Since startup, the system, as shown in Figure 8, has posted a 100% uptime record and the
analyzer’s data is regarded as absolute and conclusive. Process instrumentation has not yet
been installed to run closed loop on this application. The system proved its worth when an
unexpected moisture event was detected by control room plant operators. Following protocol,
a validation cycle was initiated from the DCS, including confirmation of flow to the analyzer.
The analyzer subsequently reported the same uncharacteristic moisture condition that
prompted corrective actions on the process. Management, process engineering and control
room plant operators all agree that such an event prior to the installation of the new tools
would have resulted in a costly plant shutdown. The key enabling tool that overcame the
shutdown condition was the analyzer’s sample flow indicator over the DCS. The dP flow
inference technique provides a robust, cost-effective solution that process engineers had
requested of the analyzer department for many years.
FIG 8: NEW MODULAR SHS INSTALLED ON SITE
CONCLUSION
The project design, implementation and commissioning cycle was a collaborative effort
involving several suppliers integrating several new products and technologies into the system.
The overall system functionality expectations were achieved, but several developmental
issues that required attention throughout the project cycle prolonged the project.

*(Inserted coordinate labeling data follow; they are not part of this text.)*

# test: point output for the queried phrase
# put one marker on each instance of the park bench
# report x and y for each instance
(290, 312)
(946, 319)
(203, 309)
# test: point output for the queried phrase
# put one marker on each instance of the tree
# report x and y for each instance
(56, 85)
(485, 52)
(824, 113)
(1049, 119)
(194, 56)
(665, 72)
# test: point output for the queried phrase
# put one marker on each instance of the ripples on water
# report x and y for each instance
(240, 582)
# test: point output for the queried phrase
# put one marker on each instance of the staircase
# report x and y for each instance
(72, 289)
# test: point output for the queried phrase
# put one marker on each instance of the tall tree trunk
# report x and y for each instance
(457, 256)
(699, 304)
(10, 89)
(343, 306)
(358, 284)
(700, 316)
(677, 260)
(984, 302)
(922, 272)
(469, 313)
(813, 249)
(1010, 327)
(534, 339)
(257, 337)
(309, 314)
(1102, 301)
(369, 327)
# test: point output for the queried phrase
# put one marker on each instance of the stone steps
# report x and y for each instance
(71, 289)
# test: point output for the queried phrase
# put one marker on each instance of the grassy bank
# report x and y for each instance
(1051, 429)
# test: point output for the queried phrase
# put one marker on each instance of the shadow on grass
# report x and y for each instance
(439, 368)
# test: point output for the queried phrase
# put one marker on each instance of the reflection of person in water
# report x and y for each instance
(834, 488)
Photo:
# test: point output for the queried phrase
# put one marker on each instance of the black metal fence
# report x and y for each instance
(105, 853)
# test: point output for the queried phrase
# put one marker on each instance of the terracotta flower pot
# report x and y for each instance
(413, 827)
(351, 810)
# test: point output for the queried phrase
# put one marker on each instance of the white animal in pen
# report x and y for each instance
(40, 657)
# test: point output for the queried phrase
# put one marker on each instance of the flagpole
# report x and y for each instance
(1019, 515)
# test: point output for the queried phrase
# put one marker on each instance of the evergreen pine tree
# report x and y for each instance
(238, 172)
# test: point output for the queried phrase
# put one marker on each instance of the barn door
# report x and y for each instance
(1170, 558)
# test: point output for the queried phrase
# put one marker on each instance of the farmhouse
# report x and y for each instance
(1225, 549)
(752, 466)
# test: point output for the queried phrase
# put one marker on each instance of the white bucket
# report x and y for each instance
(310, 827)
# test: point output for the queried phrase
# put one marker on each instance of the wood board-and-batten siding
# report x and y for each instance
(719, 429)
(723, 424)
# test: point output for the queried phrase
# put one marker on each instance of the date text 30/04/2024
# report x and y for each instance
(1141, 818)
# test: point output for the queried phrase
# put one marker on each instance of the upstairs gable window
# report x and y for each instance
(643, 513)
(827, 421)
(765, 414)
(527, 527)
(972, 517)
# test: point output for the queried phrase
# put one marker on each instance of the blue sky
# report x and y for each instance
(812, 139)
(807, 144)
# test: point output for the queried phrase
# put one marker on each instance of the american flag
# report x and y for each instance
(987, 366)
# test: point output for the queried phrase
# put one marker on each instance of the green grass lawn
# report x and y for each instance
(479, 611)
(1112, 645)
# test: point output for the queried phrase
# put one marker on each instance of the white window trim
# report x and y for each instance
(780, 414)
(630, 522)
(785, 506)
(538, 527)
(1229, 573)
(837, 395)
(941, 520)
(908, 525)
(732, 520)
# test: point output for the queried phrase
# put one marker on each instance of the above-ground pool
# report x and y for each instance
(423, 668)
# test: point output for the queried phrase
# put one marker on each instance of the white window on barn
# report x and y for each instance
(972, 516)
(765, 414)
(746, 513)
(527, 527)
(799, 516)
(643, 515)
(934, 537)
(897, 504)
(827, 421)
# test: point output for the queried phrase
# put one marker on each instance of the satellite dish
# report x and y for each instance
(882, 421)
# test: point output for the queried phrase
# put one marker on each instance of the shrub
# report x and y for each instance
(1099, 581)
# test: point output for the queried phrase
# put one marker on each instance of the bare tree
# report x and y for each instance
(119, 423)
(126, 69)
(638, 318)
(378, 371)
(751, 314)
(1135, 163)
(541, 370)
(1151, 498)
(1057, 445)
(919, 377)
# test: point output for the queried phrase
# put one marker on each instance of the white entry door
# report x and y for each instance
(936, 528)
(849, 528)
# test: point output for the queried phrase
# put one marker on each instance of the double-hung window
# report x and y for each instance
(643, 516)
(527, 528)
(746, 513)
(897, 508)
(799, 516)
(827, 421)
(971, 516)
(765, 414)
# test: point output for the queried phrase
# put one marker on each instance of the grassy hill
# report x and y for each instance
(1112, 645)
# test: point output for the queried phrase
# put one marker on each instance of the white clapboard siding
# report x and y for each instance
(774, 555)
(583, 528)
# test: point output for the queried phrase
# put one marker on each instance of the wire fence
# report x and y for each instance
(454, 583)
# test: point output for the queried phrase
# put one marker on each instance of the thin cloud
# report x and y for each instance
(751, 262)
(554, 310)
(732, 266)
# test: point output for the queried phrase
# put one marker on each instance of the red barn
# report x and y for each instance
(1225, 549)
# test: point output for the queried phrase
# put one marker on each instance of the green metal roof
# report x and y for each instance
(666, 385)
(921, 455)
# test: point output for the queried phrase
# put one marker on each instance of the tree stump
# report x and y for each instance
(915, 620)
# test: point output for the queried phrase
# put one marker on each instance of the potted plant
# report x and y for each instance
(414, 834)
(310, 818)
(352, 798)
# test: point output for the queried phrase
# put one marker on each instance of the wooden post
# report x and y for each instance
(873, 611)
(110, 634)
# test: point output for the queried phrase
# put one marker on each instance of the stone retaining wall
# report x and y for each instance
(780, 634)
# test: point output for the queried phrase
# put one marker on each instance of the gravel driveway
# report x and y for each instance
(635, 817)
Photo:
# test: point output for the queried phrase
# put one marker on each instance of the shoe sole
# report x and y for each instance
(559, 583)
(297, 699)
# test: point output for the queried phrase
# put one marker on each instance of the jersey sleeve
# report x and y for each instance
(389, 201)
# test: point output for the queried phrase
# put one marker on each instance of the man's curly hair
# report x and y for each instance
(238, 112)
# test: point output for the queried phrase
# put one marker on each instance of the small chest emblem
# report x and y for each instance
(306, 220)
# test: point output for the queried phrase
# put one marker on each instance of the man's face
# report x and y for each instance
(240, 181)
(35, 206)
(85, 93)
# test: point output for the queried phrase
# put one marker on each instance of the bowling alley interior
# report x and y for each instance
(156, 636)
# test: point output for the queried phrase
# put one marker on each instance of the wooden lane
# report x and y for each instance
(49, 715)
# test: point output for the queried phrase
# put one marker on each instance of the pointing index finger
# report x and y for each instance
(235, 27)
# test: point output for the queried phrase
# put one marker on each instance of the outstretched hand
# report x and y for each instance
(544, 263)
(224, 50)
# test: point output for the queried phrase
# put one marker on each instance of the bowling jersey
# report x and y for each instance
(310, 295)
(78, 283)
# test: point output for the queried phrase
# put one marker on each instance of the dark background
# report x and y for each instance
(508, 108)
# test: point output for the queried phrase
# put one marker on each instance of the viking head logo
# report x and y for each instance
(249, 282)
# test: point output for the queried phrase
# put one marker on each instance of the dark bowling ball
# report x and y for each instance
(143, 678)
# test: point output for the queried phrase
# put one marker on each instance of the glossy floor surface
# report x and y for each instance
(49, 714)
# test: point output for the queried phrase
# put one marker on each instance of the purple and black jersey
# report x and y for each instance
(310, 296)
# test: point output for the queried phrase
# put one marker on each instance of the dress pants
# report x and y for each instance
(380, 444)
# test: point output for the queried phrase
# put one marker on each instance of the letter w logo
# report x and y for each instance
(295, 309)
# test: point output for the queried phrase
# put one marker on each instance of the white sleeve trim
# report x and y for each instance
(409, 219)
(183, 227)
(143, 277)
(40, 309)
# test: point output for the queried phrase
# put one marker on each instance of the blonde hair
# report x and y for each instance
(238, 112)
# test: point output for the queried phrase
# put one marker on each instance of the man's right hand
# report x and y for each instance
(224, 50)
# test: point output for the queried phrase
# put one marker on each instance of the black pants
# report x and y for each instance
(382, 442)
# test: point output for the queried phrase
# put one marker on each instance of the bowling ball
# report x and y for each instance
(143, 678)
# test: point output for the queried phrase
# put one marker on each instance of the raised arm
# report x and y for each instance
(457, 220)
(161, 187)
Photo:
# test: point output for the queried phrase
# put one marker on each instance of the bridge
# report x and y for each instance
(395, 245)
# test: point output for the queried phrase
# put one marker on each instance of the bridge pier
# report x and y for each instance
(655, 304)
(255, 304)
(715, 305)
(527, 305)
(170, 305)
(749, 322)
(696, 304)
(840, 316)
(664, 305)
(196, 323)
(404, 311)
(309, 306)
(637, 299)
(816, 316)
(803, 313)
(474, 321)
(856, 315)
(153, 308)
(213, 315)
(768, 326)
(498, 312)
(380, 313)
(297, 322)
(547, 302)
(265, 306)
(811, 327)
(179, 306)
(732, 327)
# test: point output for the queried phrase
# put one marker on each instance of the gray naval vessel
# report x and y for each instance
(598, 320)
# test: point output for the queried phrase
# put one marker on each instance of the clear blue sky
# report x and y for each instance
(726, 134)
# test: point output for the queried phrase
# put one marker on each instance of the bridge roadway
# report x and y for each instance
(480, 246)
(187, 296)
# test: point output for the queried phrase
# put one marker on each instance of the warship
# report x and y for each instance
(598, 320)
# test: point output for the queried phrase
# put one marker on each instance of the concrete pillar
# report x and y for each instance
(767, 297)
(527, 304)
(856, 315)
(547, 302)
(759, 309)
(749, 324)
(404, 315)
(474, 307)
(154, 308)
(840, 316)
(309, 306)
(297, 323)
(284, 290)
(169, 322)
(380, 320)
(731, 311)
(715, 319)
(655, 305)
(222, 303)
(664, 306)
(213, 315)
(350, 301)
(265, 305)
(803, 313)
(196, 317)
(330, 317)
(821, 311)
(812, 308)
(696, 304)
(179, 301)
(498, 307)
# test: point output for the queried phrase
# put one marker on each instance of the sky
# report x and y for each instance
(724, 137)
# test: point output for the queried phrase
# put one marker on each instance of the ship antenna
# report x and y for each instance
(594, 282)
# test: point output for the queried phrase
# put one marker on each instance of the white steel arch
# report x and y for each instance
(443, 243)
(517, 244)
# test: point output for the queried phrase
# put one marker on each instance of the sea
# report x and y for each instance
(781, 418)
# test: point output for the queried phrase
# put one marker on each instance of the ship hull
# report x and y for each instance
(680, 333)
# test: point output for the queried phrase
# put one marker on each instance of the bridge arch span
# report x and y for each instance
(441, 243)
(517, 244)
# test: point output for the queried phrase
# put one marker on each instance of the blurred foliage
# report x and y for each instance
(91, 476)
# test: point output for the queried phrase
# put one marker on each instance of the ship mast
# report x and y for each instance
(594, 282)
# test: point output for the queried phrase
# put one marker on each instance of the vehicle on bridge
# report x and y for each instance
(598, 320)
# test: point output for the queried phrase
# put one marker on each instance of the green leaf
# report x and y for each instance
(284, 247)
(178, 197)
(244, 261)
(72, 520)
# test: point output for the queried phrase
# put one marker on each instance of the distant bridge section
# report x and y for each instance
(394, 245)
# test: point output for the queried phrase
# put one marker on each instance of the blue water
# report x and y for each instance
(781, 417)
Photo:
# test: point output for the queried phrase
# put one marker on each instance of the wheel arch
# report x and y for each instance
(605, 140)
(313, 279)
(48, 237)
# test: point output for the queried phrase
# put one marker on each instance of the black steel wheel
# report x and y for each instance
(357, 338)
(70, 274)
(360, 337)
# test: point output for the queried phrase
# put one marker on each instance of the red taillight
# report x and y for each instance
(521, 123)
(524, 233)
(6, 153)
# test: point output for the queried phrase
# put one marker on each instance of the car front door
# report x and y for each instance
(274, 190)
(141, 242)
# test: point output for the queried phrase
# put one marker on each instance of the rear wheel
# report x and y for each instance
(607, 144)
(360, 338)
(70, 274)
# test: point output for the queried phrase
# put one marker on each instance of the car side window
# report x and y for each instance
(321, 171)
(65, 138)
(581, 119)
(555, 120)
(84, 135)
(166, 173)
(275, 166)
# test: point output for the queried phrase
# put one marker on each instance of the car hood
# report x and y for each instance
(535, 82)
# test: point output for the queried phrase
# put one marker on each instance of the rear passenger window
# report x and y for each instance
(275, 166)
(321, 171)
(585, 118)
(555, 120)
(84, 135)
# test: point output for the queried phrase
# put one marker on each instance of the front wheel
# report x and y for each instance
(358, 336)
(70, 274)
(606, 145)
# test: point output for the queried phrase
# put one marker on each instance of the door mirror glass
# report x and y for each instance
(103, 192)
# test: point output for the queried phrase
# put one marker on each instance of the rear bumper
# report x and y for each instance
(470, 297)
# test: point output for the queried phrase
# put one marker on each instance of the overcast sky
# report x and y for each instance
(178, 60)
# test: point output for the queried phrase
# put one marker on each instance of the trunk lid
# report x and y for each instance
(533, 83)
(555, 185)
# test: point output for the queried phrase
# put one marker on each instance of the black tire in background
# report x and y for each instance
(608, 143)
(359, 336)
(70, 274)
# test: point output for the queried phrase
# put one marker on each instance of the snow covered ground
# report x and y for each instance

The project
team and suppliers persevered through these challenges to see a successful conclusion and
determined the following lessons learned:
1. Plant Operations’ involvement in the early stages of the project proved to be invaluable.
Their early input and buy-in created an atmosphere of teamwork that set the stage for a
win-win conclusion.
2. Radical departure from legacy mindsets (breaking free of “the way we’ve always done
it”), requires open-mindedness to determine the vision and single-mindedness to work
through the inevitable hurdles.
3. Selling management on the future state vision of SHS capabilities, then fulfilling it with
a successful implementation, easily prevailed over initial budgetary concerns. Since the
initial project’s conclusion, the value provided by confidence in the analyzer’s data and
prevention of a plant shutdown have resulted in a strategic implementation plan for
installing such systems throughout the Sarnia site.
REFERENCES
Paper:
1. Gunnel, J.J., Dubois, R., “NeSSI™ Systems: The Approach to a Best Practice;” Center for
Process Analytical Chemistry/University of Washington, Spring Meeting, NeSSI™
Workshop, May 5, 2005, Best Western University Tower, Seattle, Washington.
2. Gunnel, J.J., Van Vuuren, P.; “Process Analytical Systems: A Vision for the Future;”
Fourteenth International Forum Process Analytical Chemistry (Process Analysis &
Control).
3. ISA Draft 76.00.03, “Modular Component Interfaces for Surface-Mount Fluid Distribution
Components-Part 2: Elastomeric Seals.”
4. Van Vuuren, Peter; Dubois, Rob; Koch, Mel: Center for Process Analytical
Chemistry/University of Washington, “New Sampling System/Sensor Initiative” Information
Package,” Instrument, Systems and Automation Society-2000 Conference & Exhibition,
August 20-24, 2000, Morial Convention Center, New Orleans, Louisiana.